Und dann Dein Abi-Abschluss, was war ich stolz auf Dich. Wie Du da oben standest zwischen all den anderen jungen Menschen. Für mich, liebe Sophie, warst Du die schönste von allen.
Und ich war Dir peinlich, weil ich die einzige war, die laut aufschluchzte, als Du da oben standest und die Blumen entgegennahmst. Aber ich konnte nicht anders.
Das kleine Mädchen, das Du einmal warst, dem ich das Fahrradfahren beibrachte, das vor mir saß, ein Bilderbuch auf dem Schoß und mir daraus Geschichten erzählte, während ich die Haare kämmte, dieses kleine Mädchen stand nun auf der Bühne und war zu einer Frau geworden.
Wie hätte ich da nicht weinen sollen vor Glück, vor Stolz und auch vor Trauer? So viel Gefühl, das aus mir heraus musste.
Und nun sitz ich hier, schreibe die Zeilen, die mich davon ablenken sollen, dass Du allein mit dem Auto diesen weiten Weg nach Bonn fährst. Mitten in der Nacht. Mein Handy liegt neben mir, bereit, die rettende Nachricht zu erhalten: Mama, ich bin gut angekommen.
Ich höre Dich förmlich: Och Mama, mach dir keine Sorgen, ich bin schon groß, ich schaff das.
Ja mein Schatz, das weiß ich. Irgendetwas muss ich doch gut gemacht haben, denn Du schaffst das wirklich. Und doch werde ich nie aufhören, mir Sorgen um Dich zu machen, mit Dir zu leiden und Dir ungefragt Ratschläge zu geben.
Weil ich Dich uneingeschränkt liebe bis ans Ende meiner Tage.
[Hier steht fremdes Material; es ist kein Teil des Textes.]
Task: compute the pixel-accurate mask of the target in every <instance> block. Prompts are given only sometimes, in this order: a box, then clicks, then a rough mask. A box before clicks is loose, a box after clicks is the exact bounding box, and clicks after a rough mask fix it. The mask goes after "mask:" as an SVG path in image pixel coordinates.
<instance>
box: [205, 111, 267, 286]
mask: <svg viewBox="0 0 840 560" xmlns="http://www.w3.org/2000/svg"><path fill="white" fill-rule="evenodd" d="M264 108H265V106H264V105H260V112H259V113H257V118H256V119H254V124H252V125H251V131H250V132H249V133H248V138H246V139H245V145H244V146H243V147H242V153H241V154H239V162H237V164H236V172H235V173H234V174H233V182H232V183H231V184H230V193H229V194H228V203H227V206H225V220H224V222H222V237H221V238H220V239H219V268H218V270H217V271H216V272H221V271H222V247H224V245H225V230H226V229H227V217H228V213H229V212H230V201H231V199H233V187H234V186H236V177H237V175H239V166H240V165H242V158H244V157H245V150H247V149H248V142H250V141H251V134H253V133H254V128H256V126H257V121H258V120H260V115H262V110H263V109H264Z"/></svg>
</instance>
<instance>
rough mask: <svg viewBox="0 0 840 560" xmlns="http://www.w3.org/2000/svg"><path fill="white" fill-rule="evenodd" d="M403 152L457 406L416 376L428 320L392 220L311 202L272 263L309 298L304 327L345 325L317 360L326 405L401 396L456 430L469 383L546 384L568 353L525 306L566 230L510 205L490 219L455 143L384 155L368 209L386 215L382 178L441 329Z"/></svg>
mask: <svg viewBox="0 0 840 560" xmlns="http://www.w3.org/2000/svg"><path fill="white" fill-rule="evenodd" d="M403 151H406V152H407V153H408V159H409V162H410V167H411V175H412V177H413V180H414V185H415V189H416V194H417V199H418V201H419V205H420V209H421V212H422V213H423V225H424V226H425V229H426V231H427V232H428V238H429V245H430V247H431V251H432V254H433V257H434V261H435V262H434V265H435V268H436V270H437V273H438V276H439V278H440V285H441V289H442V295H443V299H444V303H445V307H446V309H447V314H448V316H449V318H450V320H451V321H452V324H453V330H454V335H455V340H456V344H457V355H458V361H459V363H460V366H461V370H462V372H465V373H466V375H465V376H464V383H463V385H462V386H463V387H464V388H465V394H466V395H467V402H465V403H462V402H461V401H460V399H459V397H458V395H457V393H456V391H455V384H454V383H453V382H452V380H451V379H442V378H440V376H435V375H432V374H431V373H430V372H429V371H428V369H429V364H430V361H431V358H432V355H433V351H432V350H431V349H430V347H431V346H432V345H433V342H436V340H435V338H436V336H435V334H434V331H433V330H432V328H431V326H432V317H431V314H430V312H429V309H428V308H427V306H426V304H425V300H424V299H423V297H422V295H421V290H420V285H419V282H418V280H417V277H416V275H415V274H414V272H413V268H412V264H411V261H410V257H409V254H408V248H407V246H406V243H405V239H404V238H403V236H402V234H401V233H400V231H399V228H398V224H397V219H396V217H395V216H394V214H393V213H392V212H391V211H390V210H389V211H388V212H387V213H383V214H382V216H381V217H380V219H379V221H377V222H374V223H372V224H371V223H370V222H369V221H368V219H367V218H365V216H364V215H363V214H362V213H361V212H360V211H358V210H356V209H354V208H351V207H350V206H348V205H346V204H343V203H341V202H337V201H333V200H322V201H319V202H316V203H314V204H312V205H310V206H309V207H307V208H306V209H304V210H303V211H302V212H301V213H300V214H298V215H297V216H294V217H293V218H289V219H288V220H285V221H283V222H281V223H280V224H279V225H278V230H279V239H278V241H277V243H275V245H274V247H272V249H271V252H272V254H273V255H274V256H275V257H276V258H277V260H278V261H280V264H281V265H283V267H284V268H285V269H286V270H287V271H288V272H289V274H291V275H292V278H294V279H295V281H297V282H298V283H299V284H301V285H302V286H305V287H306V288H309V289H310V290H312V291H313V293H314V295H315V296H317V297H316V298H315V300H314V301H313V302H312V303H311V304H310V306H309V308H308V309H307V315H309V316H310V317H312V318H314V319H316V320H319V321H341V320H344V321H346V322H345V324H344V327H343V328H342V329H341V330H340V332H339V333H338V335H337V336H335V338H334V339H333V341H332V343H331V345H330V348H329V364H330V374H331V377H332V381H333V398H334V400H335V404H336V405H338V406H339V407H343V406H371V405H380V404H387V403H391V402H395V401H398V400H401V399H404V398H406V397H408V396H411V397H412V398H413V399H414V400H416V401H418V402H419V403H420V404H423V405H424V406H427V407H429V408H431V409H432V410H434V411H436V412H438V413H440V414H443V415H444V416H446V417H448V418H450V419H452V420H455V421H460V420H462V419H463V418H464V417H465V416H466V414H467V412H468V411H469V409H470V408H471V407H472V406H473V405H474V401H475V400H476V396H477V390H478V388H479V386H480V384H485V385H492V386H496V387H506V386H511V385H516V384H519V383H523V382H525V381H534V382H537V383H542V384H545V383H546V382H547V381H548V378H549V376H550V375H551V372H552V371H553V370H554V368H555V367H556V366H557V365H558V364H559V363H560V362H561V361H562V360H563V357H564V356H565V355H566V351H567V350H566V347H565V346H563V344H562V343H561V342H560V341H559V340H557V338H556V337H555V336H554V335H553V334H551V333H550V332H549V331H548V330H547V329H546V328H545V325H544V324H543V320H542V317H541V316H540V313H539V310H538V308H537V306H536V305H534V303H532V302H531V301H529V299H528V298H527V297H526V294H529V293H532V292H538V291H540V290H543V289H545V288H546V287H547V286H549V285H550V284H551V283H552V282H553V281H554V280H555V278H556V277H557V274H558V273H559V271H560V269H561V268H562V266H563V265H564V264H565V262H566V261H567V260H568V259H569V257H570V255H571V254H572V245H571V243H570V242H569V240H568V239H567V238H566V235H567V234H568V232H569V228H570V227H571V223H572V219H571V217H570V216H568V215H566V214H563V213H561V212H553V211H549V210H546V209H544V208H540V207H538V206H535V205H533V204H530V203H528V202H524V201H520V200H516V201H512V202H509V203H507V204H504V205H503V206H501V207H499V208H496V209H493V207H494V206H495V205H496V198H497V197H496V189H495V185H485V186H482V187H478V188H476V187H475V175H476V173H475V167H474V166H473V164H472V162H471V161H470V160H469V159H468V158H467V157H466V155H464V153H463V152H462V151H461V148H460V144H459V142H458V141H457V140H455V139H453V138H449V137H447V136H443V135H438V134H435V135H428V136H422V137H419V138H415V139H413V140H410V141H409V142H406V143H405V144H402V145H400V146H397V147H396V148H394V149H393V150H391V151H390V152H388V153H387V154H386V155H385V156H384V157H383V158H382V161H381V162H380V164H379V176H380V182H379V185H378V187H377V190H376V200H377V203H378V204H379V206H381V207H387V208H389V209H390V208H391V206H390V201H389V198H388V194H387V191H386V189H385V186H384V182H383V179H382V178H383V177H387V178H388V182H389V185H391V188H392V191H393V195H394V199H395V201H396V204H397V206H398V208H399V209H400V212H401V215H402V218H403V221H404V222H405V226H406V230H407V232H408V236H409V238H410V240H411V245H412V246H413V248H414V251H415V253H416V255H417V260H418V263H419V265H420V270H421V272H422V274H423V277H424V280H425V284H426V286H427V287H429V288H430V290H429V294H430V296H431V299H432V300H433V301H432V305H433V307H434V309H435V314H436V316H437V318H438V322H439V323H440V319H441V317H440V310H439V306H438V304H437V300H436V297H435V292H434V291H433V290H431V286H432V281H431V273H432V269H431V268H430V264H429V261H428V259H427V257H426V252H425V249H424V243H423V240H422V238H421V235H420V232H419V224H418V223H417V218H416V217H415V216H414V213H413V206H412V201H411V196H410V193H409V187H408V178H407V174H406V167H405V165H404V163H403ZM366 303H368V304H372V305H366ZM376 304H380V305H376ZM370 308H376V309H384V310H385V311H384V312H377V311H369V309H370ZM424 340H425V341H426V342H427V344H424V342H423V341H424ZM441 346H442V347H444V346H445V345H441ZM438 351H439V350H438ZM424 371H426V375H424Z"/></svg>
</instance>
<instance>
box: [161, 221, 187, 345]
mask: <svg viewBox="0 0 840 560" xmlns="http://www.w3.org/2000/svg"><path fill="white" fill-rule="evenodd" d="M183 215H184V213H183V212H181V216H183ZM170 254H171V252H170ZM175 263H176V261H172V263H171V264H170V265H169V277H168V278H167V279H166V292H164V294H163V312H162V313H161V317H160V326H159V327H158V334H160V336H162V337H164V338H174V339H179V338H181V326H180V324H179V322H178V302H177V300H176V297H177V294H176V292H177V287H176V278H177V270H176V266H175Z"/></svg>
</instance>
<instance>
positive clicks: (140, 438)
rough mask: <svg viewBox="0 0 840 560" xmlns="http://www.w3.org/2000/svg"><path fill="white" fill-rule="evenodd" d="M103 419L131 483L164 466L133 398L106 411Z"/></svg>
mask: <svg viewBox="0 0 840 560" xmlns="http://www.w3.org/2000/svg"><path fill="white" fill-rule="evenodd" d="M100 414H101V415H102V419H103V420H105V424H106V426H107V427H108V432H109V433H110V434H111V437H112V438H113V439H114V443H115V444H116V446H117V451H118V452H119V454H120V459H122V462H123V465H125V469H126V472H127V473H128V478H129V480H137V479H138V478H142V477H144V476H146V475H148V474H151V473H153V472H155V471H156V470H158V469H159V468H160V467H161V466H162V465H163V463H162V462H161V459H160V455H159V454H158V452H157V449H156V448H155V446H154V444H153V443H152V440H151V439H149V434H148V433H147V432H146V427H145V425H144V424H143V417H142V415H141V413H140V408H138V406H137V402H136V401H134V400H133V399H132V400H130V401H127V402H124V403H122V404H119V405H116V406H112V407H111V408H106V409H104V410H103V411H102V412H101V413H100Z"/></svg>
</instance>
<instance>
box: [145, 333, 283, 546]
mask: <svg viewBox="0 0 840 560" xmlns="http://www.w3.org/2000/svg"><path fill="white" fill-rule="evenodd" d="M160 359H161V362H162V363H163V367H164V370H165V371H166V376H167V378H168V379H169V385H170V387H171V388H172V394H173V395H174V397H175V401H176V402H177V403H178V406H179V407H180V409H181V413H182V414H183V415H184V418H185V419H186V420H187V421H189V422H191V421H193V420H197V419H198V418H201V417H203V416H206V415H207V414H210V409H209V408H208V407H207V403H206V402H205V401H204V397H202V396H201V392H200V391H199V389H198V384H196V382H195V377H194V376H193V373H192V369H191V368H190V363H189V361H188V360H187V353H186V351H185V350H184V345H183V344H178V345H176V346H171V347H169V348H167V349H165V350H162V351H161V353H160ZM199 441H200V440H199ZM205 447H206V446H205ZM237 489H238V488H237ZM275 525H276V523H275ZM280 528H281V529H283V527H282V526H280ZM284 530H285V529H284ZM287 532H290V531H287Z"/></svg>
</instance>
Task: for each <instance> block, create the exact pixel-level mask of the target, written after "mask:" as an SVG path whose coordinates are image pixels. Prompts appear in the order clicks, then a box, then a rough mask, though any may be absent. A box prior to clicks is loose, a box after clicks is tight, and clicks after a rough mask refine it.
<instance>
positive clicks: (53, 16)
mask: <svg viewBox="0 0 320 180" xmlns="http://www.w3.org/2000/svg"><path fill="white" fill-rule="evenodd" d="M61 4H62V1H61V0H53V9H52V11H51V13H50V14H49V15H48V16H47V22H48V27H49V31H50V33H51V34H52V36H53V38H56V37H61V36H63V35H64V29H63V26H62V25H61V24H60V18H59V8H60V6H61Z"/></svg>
Es ist bereits zwei Uhr in der Früh, endlich kommt deine Nachricht über WhatsApp:
Bin gut angekommen, geh jetzt schlafen. Du kannst ins Bett, Mama Lachsmiley, Kussmund
Wie gut du mich doch kennst.
Erst jetzt merke ich, liebe Sophie, wie müde ich bin. Ich werde den Brief zu den anderen legen, die ich Dir über die Jahre geschrieben habe. Wenn ich nicht mehr bin, sollen sie Dir Trost sein, Dir zeigen, dass Du alles für mich bist. Dass ich Dich immer lieb hab.

Deine Mom

One Reply to “An Sophie”

  1. Ein sehr rührender Brief, der überhaupt nicht kitschig die ganz großen Gefühle beschreibt, die so unfassbar sind, dass ich sie erst selten zu Papier gebracht gesehen habe. Auch diesen Widerstreit mit dem eigenen Gewissen, nicht alles „richtig“ gemacht zu haben, hast du sehr schön mit eingeflochten.
    Ein sehr schöner Brief voller Liebe mit einem unglaublich tollen Schlussgedanken.